Enum ConvexSolverType
Types of convex solvers available for MetaOptNet.
public enum ConvexSolverType
Fields
LogisticRegression = 2Logistic regression solved via Newton's method.
Good for probabilistic outputs. Provides calibrated confidence scores.
For Beginners: Logistic regression gives you probabilities ("80% confident this is a cat") rather than just classifications. Useful when you need to know how certain the model is.
RidgeRegression = 0Ridge regression (L2-regularized least squares).
The simplest and fastest option. Solves: minimize ||Xw - y||² + λ||w||² Has a closed-form solution: w = (X^T X + λI)^(-1) X^T y
For Beginners: Ridge regression finds a simple line (or hyperplane) that best separates the classes while staying simple (not too wiggly). It's fast because we can compute the answer with a single matrix equation.
SVM = 1Support Vector Machine with quadratic programming.
More powerful but slower. Finds the maximum-margin hyperplane. Better for tasks where classes have clear boundaries.

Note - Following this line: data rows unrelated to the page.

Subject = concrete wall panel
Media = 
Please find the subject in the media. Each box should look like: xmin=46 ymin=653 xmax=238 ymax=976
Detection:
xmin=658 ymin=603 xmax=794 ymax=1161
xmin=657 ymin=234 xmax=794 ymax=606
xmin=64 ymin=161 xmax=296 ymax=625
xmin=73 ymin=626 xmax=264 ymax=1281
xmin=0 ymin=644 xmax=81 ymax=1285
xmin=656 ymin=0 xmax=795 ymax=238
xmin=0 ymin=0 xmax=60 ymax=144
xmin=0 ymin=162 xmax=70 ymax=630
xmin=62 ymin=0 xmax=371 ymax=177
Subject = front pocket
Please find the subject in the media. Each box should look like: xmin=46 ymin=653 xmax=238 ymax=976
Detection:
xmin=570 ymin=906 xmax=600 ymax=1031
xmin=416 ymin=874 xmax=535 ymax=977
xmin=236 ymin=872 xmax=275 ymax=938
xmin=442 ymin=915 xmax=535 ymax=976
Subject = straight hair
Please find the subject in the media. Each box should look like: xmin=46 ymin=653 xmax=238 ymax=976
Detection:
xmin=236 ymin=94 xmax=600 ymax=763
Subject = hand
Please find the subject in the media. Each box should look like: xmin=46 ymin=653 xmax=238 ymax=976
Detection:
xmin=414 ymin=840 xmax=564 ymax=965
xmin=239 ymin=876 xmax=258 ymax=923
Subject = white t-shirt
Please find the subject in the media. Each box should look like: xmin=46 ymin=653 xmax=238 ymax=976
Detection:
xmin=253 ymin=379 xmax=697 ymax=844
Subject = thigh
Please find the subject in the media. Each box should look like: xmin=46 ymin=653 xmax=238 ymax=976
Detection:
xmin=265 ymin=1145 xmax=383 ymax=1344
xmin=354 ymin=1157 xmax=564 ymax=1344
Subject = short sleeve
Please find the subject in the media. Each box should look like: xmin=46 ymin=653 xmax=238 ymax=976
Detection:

For Beginners: SVM finds a boundary that maximizes the gap between classes. Like drawing a road between two countries - SVM makes the road as wide as possible for safety.
Remarks
MetaOptNet uses convex optimization in the inner loop instead of gradient descent. These solver types provide different trade-offs between speed and classification power.
For Beginners: Instead of iteratively updating weights, convex solvers find the optimal solution directly. Think of it like finding the lowest point in a bowl - convex problems have a single lowest point, so we can find it mathematically without searching around.